O movimento começou com a atualização do bZ4X, o primeiro elétrico da marca, que já testámos. Passa a estar disponível com duas baterias - 57,7 kWh e 73,1 kWh - e autonomias até 569 km, com preços a partir dos 44 997 euros.
Mais à frente, chega o bZ4X Touring, já revelado. Tem mais 140 mm na traseira, o que se traduz numa bagageira que cresce até aos 600 litros.

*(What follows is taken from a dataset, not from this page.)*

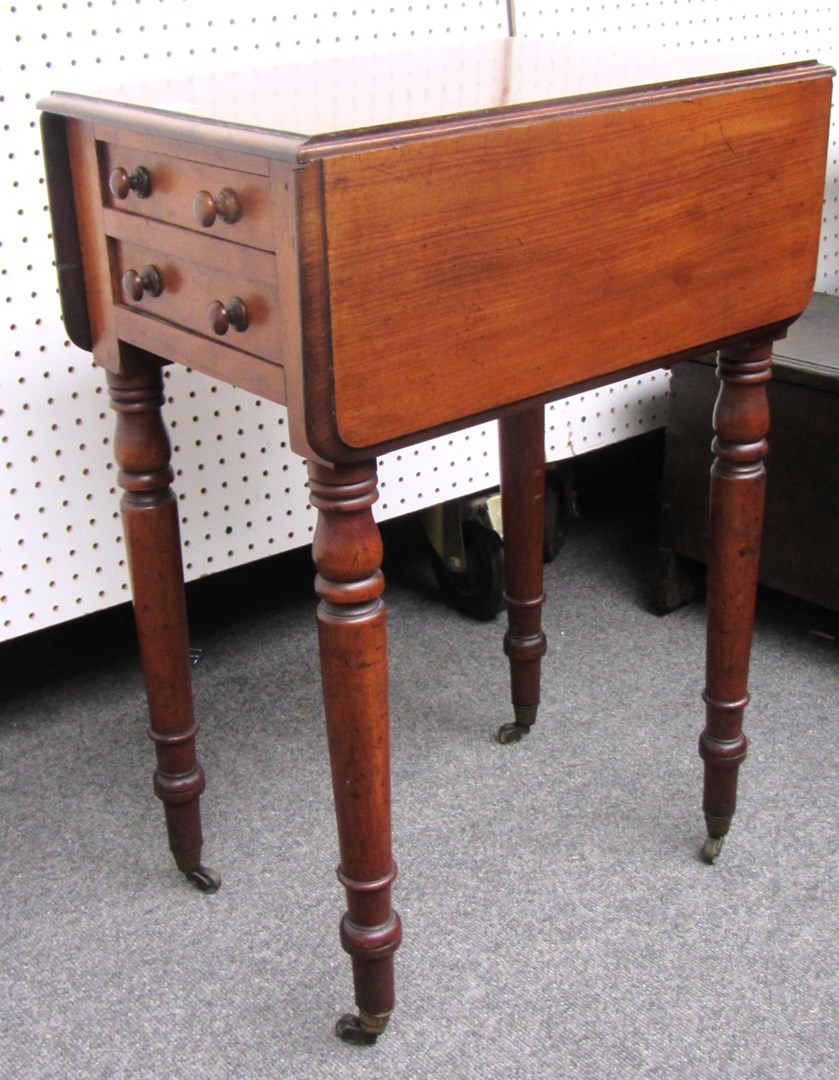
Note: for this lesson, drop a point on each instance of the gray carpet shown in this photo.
(558, 922)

O passo seguinte será a chegada do C-HR+, possivelmente ainda neste primeiro trimestre. O nome é conhecido, mas não tem ligação ao C-HR híbrido atualmente em comercialização. A nível técnico, partilha plataforma e muitos componentes com o bZ4X. Promete até 609 km de autonomia, graças a uma bateria de 77 kWh. Também já o conduzimos - fique com as nossas primeiras impressões:
Para fechar a vaga elétrica deste ano, surge o Toyota Urban Cruiser. Trata-se do elétrico mais compacto e acessível da marca, mas com uma particularidade: na prática, é um Suzuki. A colaboração entre os dois grupos existe em várias frentes e a Suzuki comercializa na sua gama versões do RAV4 e do Corolla - Across e Swace, respetivamente. No Urban Cruiser, os papéis trocam-se: essencialmente, é um Suzuki Vitara elétrico com outro emblema.
É proposto com duas baterias, aponta para autonomias até cerca de 400 km e deverá chegar depois do verão - saiba mais detalhes sobre o Urban Cruiser.
Uma incógnita chamada GR Corolla
O melhor fica para o fim? Os entusiastas de automóveis desportivos tenderão a concordar. Há a possibilidade de vermos - finalmente - o Toyota GR Corolla chegar à Europa. Este compacto desportivo japonês vai começar a ser produzido no Reino Unido, refletindo uma procura que continua elevada e reforçando a esperança de o ver no «velho continente».
E já que o tema é a Gazoo Racing, que retirou “Toyota” do nome num novo passo para se afirmar como marca independente no universo Toyota, a sua próxima estrela - o GR GT - só deverá chegar ao mercado em 2027.
A fórmula da Toyota para continuar a crescer parece bem definida: reforçar o que estava mais frágil - os elétricos - sem alterar (muito) a base que a levou ao topo. É uma abordagem menos ruidosa do que a de alguns rivais, mas, até agora, tem-se mostrado eficaz.